7. On the other hand, the Ld.DR argued that as seen from the order of the AO as well as the Ld.CIT(A), the assessee failed to furnish the details in spite of giving number of opportunities. Therefore, argued that no fruitful purpose would be served in the absence of the details, therefore, requested to dismiss the appeal of the assessee.
We have heard both the parties and perused the material placed on record. The only issue in this case is tax liability on joint deposit holders. As per the information placed before the Ld.CIT(A) in para No.5.1.2 of the order of the Ld.CIT(A), the interest payments covering joint accounts was Rs.72,40,704/-. The Ld.CIT(A) considered the clarification letter issued by CBDT to Indian Banks Association and allowed partial relief to the assessee. As seen from the order of Ld. the CIT(A), we observe that the Ld.CIT(A) examined the details and confirmed the amount to the extent of Rs.68,24,522/- in respect of 162 cases.

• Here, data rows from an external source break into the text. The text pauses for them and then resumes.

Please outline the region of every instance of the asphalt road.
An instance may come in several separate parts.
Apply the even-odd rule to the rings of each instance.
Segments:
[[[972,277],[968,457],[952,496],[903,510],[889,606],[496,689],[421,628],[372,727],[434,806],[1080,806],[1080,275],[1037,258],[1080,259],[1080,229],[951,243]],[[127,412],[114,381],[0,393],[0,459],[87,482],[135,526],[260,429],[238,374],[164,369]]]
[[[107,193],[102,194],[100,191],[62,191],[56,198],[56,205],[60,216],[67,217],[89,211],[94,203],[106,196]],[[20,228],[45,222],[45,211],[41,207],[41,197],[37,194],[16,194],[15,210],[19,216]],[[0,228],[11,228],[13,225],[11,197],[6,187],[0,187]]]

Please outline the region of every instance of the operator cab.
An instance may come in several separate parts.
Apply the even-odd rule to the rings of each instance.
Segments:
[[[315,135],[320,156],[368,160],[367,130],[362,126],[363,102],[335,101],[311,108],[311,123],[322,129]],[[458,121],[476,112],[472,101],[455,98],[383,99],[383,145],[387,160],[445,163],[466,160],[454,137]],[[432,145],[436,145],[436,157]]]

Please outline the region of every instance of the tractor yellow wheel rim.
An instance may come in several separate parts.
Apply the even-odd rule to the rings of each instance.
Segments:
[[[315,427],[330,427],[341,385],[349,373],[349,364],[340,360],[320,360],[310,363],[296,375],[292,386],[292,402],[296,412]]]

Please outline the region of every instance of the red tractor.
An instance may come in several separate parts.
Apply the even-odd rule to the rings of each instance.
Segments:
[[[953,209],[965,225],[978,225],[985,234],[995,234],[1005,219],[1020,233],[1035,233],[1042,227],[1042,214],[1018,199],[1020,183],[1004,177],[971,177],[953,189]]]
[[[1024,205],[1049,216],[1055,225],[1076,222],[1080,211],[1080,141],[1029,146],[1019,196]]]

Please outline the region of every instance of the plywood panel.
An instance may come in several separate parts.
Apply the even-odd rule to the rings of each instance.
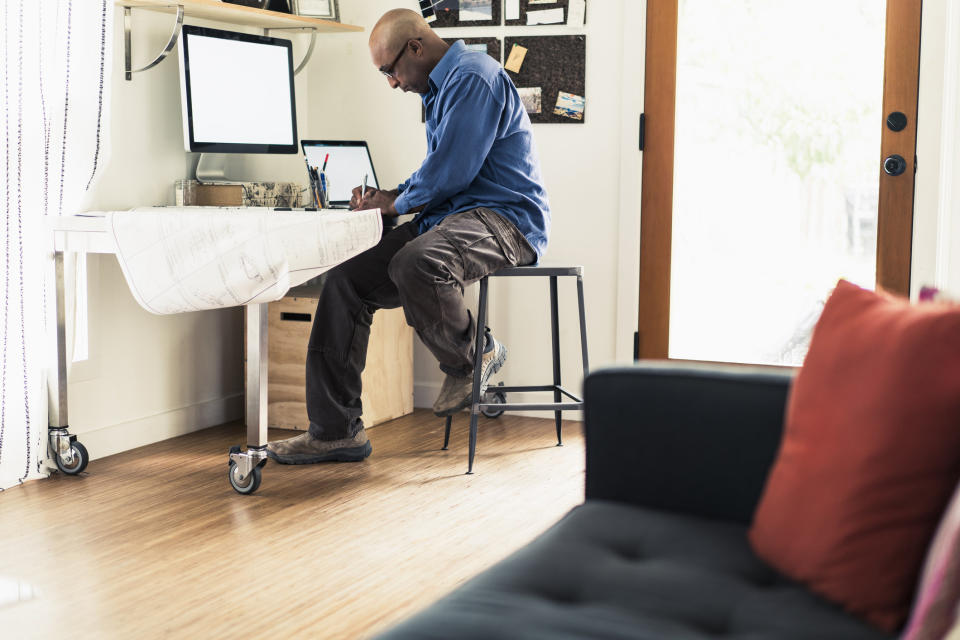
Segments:
[[[293,297],[270,304],[267,424],[271,427],[306,429],[309,424],[304,385],[316,306],[312,298]],[[413,329],[402,309],[374,314],[362,379],[366,426],[413,411]]]

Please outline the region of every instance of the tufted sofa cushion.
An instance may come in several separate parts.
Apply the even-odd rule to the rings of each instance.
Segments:
[[[399,638],[890,638],[782,578],[746,526],[588,500]]]

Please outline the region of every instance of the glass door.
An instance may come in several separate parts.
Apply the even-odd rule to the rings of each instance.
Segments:
[[[881,196],[882,177],[906,176],[909,201],[888,206],[912,220],[919,3],[889,4],[648,0],[640,356],[799,365],[837,280],[872,288],[881,254],[904,240],[906,258],[887,259],[895,277],[879,282],[905,288],[910,226],[884,228]],[[916,7],[914,93],[900,112],[912,131],[886,122],[895,4]],[[668,70],[664,132],[670,115],[649,107],[669,87],[650,82]],[[888,172],[885,131],[902,134],[887,155],[904,166]]]

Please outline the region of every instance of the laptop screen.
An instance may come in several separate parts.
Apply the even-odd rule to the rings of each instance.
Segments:
[[[324,159],[327,160],[326,176],[330,204],[346,206],[353,196],[353,188],[363,184],[363,176],[367,176],[367,186],[380,188],[377,174],[373,170],[373,161],[370,159],[370,150],[362,140],[301,140],[303,155],[307,163],[318,170],[323,168]]]

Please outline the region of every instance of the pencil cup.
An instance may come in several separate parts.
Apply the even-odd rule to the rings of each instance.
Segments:
[[[320,172],[320,206],[324,209],[330,207],[330,178],[323,171]]]

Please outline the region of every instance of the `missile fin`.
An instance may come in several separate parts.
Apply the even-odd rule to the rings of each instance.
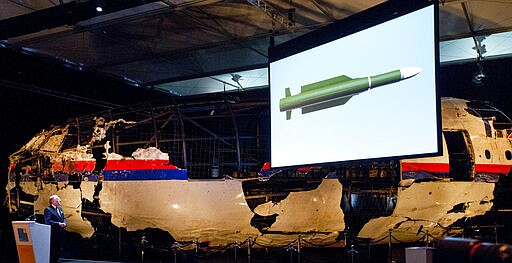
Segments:
[[[292,95],[292,93],[290,92],[290,88],[284,89],[284,96],[285,96],[285,98],[288,98],[291,95]]]
[[[290,88],[285,88],[284,89],[284,96],[285,98],[288,98],[292,95],[292,93],[290,92]],[[291,110],[287,110],[286,111],[286,119],[289,120],[292,118],[292,111]]]
[[[306,113],[310,113],[310,112],[317,111],[317,110],[323,110],[323,109],[327,109],[327,108],[332,108],[332,107],[340,106],[340,105],[343,105],[343,104],[347,103],[347,101],[350,98],[352,98],[352,96],[348,96],[348,97],[344,97],[344,98],[340,98],[340,99],[335,99],[335,100],[331,100],[331,101],[322,102],[322,103],[318,103],[318,104],[315,104],[315,105],[303,107],[302,108],[302,114],[306,114]]]
[[[340,82],[345,82],[345,81],[348,81],[348,80],[352,80],[352,78],[348,77],[348,76],[345,76],[345,75],[337,76],[337,77],[334,77],[334,78],[330,78],[330,79],[322,80],[322,81],[319,81],[319,82],[311,83],[311,84],[308,84],[308,85],[304,85],[304,86],[300,87],[300,91],[304,92],[304,91],[309,91],[309,90],[315,90],[315,89],[318,89],[318,88],[321,88],[321,87],[324,87],[324,86],[327,86],[327,85],[331,85],[331,84],[335,84],[335,83],[340,83]]]

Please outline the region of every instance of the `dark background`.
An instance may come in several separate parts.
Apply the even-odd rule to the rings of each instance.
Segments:
[[[4,203],[9,155],[52,124],[106,109],[94,103],[26,91],[37,88],[117,105],[130,105],[161,96],[94,72],[79,72],[44,58],[0,48],[0,262],[16,258],[11,218]]]
[[[474,61],[441,66],[439,94],[486,101],[512,116],[512,58],[488,59],[483,65],[486,77],[481,84],[473,82],[478,70]],[[0,48],[0,81],[0,261],[4,262],[16,258],[10,217],[4,206],[8,156],[51,124],[106,109],[101,103],[71,101],[26,89],[40,87],[116,105],[150,101],[163,95],[5,48]],[[404,120],[404,127],[406,123]]]

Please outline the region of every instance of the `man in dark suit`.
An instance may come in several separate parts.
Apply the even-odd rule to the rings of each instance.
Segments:
[[[44,209],[44,223],[52,226],[50,243],[50,263],[59,262],[60,250],[64,239],[64,228],[66,227],[66,218],[60,207],[60,197],[58,195],[50,196],[50,205]]]

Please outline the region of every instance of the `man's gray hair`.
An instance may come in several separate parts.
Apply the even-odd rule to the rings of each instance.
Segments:
[[[58,195],[50,195],[50,199],[48,200],[50,202],[50,205],[52,204],[52,200],[58,198],[60,200],[60,197]]]

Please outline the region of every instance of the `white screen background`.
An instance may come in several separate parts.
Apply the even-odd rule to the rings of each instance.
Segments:
[[[434,7],[270,64],[272,167],[437,152]],[[312,113],[279,111],[285,88],[339,75],[360,78],[404,67],[422,71],[346,104]]]

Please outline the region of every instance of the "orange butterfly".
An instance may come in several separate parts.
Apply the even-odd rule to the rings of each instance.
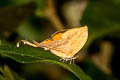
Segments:
[[[61,57],[63,61],[70,60],[71,63],[76,59],[75,54],[84,46],[87,38],[88,28],[84,26],[66,31],[58,31],[50,39],[44,40],[41,43],[21,40],[17,43],[17,47],[19,47],[20,42],[33,47],[41,47],[45,50],[50,50],[56,56]]]

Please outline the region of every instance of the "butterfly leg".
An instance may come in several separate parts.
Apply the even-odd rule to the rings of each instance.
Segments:
[[[38,45],[37,45],[35,42],[31,43],[31,42],[29,42],[29,41],[27,41],[27,40],[21,40],[21,41],[19,41],[19,42],[17,43],[17,47],[19,47],[20,42],[23,42],[24,44],[27,44],[27,45],[32,46],[32,47],[38,47]]]
[[[59,59],[59,61],[62,61],[63,59]]]
[[[74,58],[70,58],[69,61],[70,61],[70,64],[75,63],[75,59]]]
[[[75,60],[76,59],[76,57],[73,57],[73,58],[62,58],[62,59],[60,59],[60,61],[62,61],[62,62],[67,62],[67,61],[70,61],[70,64],[72,64],[72,63],[74,63]]]
[[[66,60],[65,60],[65,59],[63,59],[63,58],[61,58],[61,59],[60,59],[60,61],[65,62]]]
[[[37,41],[35,41],[35,40],[32,40],[32,42],[34,43],[34,44],[36,44],[36,45],[39,45],[40,43],[38,43]]]
[[[65,58],[65,60],[69,60],[70,61],[70,64],[72,63],[75,63],[75,59],[77,58],[78,56],[75,56],[75,57],[72,57],[72,58]]]
[[[61,58],[60,61],[67,62],[70,61],[70,64],[75,63],[75,59],[79,56],[71,57],[71,58]]]
[[[77,58],[78,56],[75,56],[75,57],[72,57],[72,58],[70,58],[69,60],[70,60],[70,64],[71,63],[75,63],[75,59]]]

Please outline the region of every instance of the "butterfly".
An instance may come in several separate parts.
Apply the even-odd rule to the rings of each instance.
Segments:
[[[17,43],[23,42],[24,44],[41,47],[45,50],[50,50],[51,53],[59,56],[62,61],[74,62],[76,53],[84,46],[88,38],[88,27],[78,27],[68,30],[61,30],[55,32],[51,38],[46,39],[40,43],[33,41],[29,42],[27,40],[21,40]]]

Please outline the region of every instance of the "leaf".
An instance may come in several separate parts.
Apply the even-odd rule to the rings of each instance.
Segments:
[[[24,5],[33,2],[33,0],[2,0],[0,6]]]
[[[4,66],[4,75],[8,80],[15,80],[8,66]]]
[[[3,75],[0,75],[0,80],[6,80]]]
[[[1,40],[0,40],[0,46],[1,46]]]
[[[47,22],[47,19],[33,15],[29,20],[19,25],[17,33],[27,40],[43,41],[55,32],[55,28],[50,27],[49,23],[44,24],[44,22]],[[44,29],[45,26],[46,29]]]
[[[91,80],[76,64],[62,63],[59,58],[41,48],[1,46],[0,53],[20,63],[47,62],[58,64],[76,75],[80,80]]]
[[[0,80],[24,80],[16,72],[12,71],[7,65],[0,67],[0,72],[3,75],[0,75]]]
[[[87,45],[96,38],[120,31],[119,8],[119,0],[93,0],[88,4],[81,20],[89,30]]]
[[[113,75],[104,73],[90,59],[84,62],[84,70],[93,80],[119,80]],[[94,75],[93,75],[94,74]]]
[[[0,71],[5,76],[4,77],[5,80],[15,80],[8,66],[5,65],[3,69],[0,67]]]
[[[35,11],[35,4],[0,7],[0,37],[8,37]],[[7,34],[5,34],[7,33]]]

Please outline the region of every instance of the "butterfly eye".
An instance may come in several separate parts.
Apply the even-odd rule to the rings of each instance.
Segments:
[[[53,38],[53,40],[58,40],[61,38],[61,36],[62,36],[62,33],[58,33],[58,34],[54,35],[52,38]]]

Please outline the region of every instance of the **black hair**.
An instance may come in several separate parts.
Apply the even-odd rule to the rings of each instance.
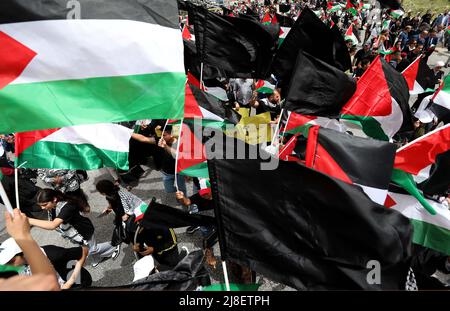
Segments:
[[[361,65],[368,65],[368,64],[370,64],[370,59],[368,59],[368,58],[363,58],[363,59],[361,60]]]
[[[119,191],[119,187],[114,185],[114,183],[110,180],[103,179],[100,180],[96,185],[95,188],[98,192],[106,194],[108,197],[114,196]]]
[[[67,198],[64,196],[62,192],[49,188],[39,190],[36,196],[36,201],[38,204],[47,203],[53,201],[55,198],[58,201],[67,201]]]

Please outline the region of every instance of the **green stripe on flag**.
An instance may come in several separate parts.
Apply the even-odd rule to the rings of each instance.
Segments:
[[[114,167],[128,170],[128,152],[98,149],[90,144],[38,141],[24,150],[17,161],[23,168],[93,170]]]
[[[0,90],[0,132],[141,119],[181,119],[184,73],[10,84]]]
[[[257,291],[261,284],[235,284],[230,283],[231,291]],[[217,291],[226,291],[225,284],[213,284],[209,286],[205,286],[202,289],[204,292],[217,292]]]
[[[417,199],[417,201],[422,204],[422,206],[431,214],[436,215],[436,211],[434,208],[428,203],[428,201],[424,198],[424,196],[419,192],[419,189],[417,189],[416,182],[414,181],[411,174],[406,173],[402,170],[394,168],[392,170],[392,177],[391,180],[408,191],[409,194],[411,194],[413,197]]]
[[[182,170],[179,174],[191,177],[209,178],[208,163],[202,162],[200,164],[193,165]]]
[[[341,119],[361,126],[363,132],[372,138],[389,141],[389,137],[384,133],[381,124],[373,117],[361,117],[352,115],[341,115]]]
[[[450,230],[417,219],[410,220],[414,227],[414,243],[450,255]]]

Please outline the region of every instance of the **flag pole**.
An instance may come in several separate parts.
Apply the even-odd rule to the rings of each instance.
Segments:
[[[5,204],[6,210],[13,215],[13,207],[11,202],[8,199],[8,195],[6,194],[5,188],[3,188],[3,184],[0,182],[0,197],[3,200],[3,204]]]
[[[16,207],[20,210],[20,201],[19,201],[19,168],[25,165],[28,161],[23,162],[18,167],[14,169],[14,188],[16,193]]]
[[[178,180],[177,180],[177,167],[178,167],[178,153],[180,151],[180,145],[181,145],[181,131],[183,130],[183,120],[181,119],[181,126],[180,126],[180,132],[178,133],[178,141],[177,141],[177,152],[175,154],[175,188],[178,190]],[[186,193],[184,195],[187,195]]]
[[[288,123],[289,123],[289,119],[290,119],[290,118],[291,118],[291,112],[288,111],[288,117],[287,117],[287,120],[286,120],[286,124],[284,125],[283,135],[281,135],[283,138],[284,138],[284,134],[286,134],[286,127],[287,127],[287,125],[288,125]]]
[[[281,109],[280,118],[278,119],[277,127],[275,128],[275,131],[273,133],[272,142],[270,143],[271,146],[273,146],[273,143],[275,142],[275,137],[277,137],[277,135],[278,135],[278,130],[280,128],[280,122],[281,122],[281,118],[283,117],[283,113],[284,113],[284,108]]]
[[[200,63],[200,90],[203,90],[203,62]]]
[[[163,130],[162,130],[162,132],[161,132],[161,138],[162,138],[162,136],[164,135],[164,132],[166,131],[166,127],[167,127],[167,124],[169,123],[169,119],[167,119],[166,120],[166,124],[164,124],[164,127],[163,127]]]
[[[231,289],[230,289],[230,281],[228,280],[227,264],[225,260],[222,260],[222,268],[223,268],[223,277],[225,278],[225,287],[227,289],[227,292],[229,292],[231,291]]]

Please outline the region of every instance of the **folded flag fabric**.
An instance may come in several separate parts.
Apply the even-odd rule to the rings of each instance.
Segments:
[[[307,167],[360,186],[380,205],[386,200],[395,145],[313,126],[306,145]]]
[[[255,85],[255,91],[262,94],[272,94],[275,85],[266,80],[258,80]]]
[[[176,1],[80,2],[0,2],[0,132],[181,117]]]
[[[338,132],[345,132],[346,127],[336,119],[307,116],[296,112],[289,111],[285,126],[280,132],[285,134],[298,134],[308,137],[308,130],[311,126],[320,125],[321,127],[329,128]]]
[[[197,131],[196,131],[197,129]],[[176,173],[191,177],[209,177],[202,127],[199,122],[181,125]]]
[[[111,123],[16,133],[16,167],[128,170],[132,133]]]
[[[389,140],[413,130],[408,84],[377,56],[358,80],[356,92],[341,110],[341,118],[359,124],[367,136]]]
[[[230,291],[257,291],[261,284],[235,284],[230,283]],[[227,290],[225,284],[213,284],[202,288],[204,292],[224,292]]]

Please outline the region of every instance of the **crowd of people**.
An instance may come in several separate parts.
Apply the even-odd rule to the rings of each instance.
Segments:
[[[344,8],[331,13],[329,7],[338,2],[304,0],[287,1],[287,4],[283,2],[283,5],[288,7],[280,12],[280,6],[272,2],[266,5],[260,5],[257,1],[251,1],[250,4],[247,1],[235,2],[228,8],[228,14],[238,15],[250,8],[259,15],[261,20],[265,14],[275,12],[296,19],[302,9],[307,6],[313,9],[328,26],[337,25],[343,36],[350,25],[353,25],[358,43],[355,44],[352,40],[346,41],[352,63],[352,68],[347,74],[355,80],[360,79],[371,62],[380,54],[397,71],[402,72],[417,57],[428,60],[433,53],[436,53],[437,47],[447,47],[450,51],[450,38],[447,33],[447,27],[450,25],[448,11],[434,13],[434,15],[431,10],[417,15],[408,11],[399,17],[394,17],[392,10],[379,9],[372,5],[362,8],[358,14],[354,15]],[[210,6],[213,7],[214,4],[210,3]],[[180,15],[180,21],[181,29],[182,24],[186,22],[186,16]],[[442,84],[443,70],[448,67],[449,61],[450,58],[446,61],[440,60],[433,66],[434,80],[430,81],[430,89],[437,89]],[[270,81],[273,84],[273,90],[269,93],[257,92],[257,81],[254,79],[224,78],[221,82],[230,104],[236,111],[247,108],[250,111],[249,115],[269,112],[272,126],[278,123],[283,98],[281,90],[276,86],[275,77]],[[423,93],[415,102],[412,102],[413,110],[417,110],[423,98],[431,93]],[[425,135],[436,128],[440,120],[423,122],[420,118],[415,118],[414,122],[415,131],[406,136],[395,137],[394,142],[402,145]],[[188,250],[181,249],[178,245],[177,236],[172,228],[145,227],[141,226],[139,221],[135,221],[136,209],[148,202],[152,194],[149,191],[148,196],[138,197],[133,194],[133,187],[139,183],[145,172],[142,165],[147,165],[151,158],[152,168],[160,172],[164,190],[174,196],[178,202],[178,208],[187,213],[211,214],[214,205],[209,181],[176,174],[179,137],[177,133],[174,133],[175,126],[168,125],[167,120],[139,120],[136,123],[122,124],[135,129],[130,140],[129,170],[109,169],[111,178],[95,183],[97,192],[105,197],[107,204],[101,215],[111,212],[114,214],[113,223],[108,229],[111,231],[112,238],[102,243],[96,241],[95,232],[98,228],[95,219],[90,217],[92,208],[89,196],[83,191],[83,185],[89,178],[86,171],[19,169],[18,193],[21,212],[15,209],[14,217],[5,213],[6,227],[11,238],[1,244],[1,247],[7,251],[0,252],[0,265],[14,268],[2,271],[2,276],[9,278],[0,278],[0,289],[55,290],[68,289],[74,285],[88,287],[92,284],[92,279],[84,268],[86,259],[92,259],[94,268],[105,260],[114,260],[120,254],[122,243],[131,245],[138,259],[150,255],[154,258],[157,262],[156,269],[151,269],[148,273],[170,270],[188,253]],[[2,184],[13,207],[16,207],[14,134],[2,135],[0,139]],[[188,186],[191,184],[193,187],[188,191]],[[45,185],[45,188],[38,185]],[[193,194],[189,196],[188,192]],[[55,230],[61,237],[68,239],[74,247],[62,248],[47,245],[39,248],[30,234],[30,226]],[[211,239],[216,234],[216,228],[191,226],[186,229],[186,232],[193,234],[197,230],[204,241],[206,262],[216,269],[218,254],[214,254],[213,251],[216,240]],[[427,271],[431,272],[424,272],[422,280],[431,278],[431,274],[438,268],[447,269],[446,273],[450,273],[450,257],[424,248],[420,248],[417,252],[424,257],[426,257],[424,254],[433,253],[435,258],[430,263],[434,266],[431,269],[427,268]],[[74,268],[70,269],[71,273],[68,273],[67,262],[72,260],[75,261]],[[438,264],[435,264],[436,262]],[[18,267],[21,266],[26,268],[19,270]],[[246,267],[235,264],[230,268],[232,275],[233,271],[237,271],[234,273],[235,282],[255,281],[255,274]],[[420,274],[420,271],[417,274]],[[25,276],[30,277],[25,279]],[[82,281],[76,282],[80,277]],[[427,288],[429,283],[423,282]],[[429,286],[439,287],[435,283]]]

During the appeal hearing, for a query from the bench, the Ld.AR neither furnished the actual tax liability nor furnished the details. The case was posted for hearing in as many as 20 occasions and the A.R continuously taken the adjournment. The appeal was filed was way back on 03.05.2017 and the Ld.A.R. could not explain the mistake in the order of the Ld.CIT(A). In the instant case, the Ld.AR could not bring any mistake of calculation of tax liability u/s 201 and 201(1A). Therefore, we are unable to accept the contention of the Ld.AR that there was mistake in the tax calculation. From the order of the Ld.CIT(A), we observe that the Ld.CIT(A) has correctly calculated the TDS liability in respect of 162 cases and the assessee failed to show that there was mistake in the order of the Ld.CIT(A). Therefore, we find no error in the order of the Ld.CIT(A) and the same is upheld.
In the result, appeal of the assessee is dismissed.
Order pronounced in the open court on 6th March, 2020.